To the extent to which there is a point, the paper points out that impacts will be more significant on some students – because some are overrepresented in the loan borrowing population, and in the population receiving specific loan and grants products.

So here we are reminded that:

  • Female borrowers form a larger proportion of loan borrowers and grant recipients so the impacts disproportionately hit them.
  • Mature students (above 21 years old) are negatively because a higher proportion of older loan borrowers are part-time and postgraduate students. As students receiving support grants tend to be older than the full-time maintenance loan borrowers, and most grant recipients also receive loans for living cost support, they will be more adversely affected by the real-term loss in value of both grants and loans.
  • Low-income groups of students will be adversely affected by the real term decrease in the value of the loan. In 2022/23, 63 per cent of English-domiciled students relied on loans or grants to pay for their living costs and 41 per cent of those receiving loans for living costs in 2021/22 had household income low enough to qualify for the full-loan amount.
  • And students from minority ethnic backgrounds will be negatively impacted as they are over-represented across students in higher education. More are getting in – but when they get there we’re doing less to support them. 

If you’re a university that tends towards the recruitment of women, mature students, low-income students and those from minority ethnic students, DfE is effectively saying that the pain is being targeted on you and your students.

What’s next

What I think we are now waiting for is the equality analysis for the Education (Student Loans) (Repayment) (Amendment) (No. 4) Regulations 2022.

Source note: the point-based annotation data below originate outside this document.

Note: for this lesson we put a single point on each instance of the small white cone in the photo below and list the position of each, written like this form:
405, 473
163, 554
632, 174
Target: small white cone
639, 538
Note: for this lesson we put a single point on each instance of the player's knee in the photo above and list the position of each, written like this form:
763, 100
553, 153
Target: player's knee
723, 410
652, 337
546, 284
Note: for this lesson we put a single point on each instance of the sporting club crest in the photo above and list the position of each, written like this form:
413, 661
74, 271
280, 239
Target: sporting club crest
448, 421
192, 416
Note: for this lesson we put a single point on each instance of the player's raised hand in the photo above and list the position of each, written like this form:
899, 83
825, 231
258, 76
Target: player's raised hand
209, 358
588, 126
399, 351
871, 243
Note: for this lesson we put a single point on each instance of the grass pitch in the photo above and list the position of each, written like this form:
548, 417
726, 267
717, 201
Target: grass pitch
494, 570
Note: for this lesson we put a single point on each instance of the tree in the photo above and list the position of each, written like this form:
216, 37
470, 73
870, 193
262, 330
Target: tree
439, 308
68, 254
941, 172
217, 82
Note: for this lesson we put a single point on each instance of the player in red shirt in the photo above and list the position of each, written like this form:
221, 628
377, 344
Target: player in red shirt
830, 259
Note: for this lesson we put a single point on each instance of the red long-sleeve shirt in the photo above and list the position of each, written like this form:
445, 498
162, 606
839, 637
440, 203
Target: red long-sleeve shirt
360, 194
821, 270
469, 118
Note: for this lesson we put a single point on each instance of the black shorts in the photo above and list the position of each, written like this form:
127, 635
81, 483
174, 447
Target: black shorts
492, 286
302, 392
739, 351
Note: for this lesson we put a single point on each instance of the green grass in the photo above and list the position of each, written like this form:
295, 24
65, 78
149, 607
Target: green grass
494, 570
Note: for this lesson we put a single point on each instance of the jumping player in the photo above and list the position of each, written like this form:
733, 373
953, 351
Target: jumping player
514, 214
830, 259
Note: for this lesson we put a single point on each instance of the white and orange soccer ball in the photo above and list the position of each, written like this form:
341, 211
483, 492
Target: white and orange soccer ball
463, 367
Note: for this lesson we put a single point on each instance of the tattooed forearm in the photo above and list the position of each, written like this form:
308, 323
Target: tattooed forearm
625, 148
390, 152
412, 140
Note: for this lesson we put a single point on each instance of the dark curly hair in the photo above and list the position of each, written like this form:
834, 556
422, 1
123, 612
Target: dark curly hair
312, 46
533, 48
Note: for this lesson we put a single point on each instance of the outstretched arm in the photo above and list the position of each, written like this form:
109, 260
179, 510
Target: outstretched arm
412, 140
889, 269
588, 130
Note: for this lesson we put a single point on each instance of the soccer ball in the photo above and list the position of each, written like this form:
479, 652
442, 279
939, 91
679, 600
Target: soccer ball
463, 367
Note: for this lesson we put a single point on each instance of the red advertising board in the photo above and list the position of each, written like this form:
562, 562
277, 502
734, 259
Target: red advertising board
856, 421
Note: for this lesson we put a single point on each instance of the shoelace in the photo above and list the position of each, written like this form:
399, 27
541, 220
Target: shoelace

That’s the one that deals with the deeply regressive changes to student loan repayment – meaning that everyone but the most well off graduates will end up repaying more money – over a longer term – than currently, while the richest graduates get a repayment reduction via an interest rate change.

It will have equality implications for days. Let’s hope we get to see it soon.

One response to “Government maintenance loan policy will have a “negative impact” on students, says government

  1. Surely the equalities analysis for the student loans repayment regs will just be the same as that published alongside the reforms on 24 February last year? They were bleak. Entirely went below the public radar. There was plenty going on at the time.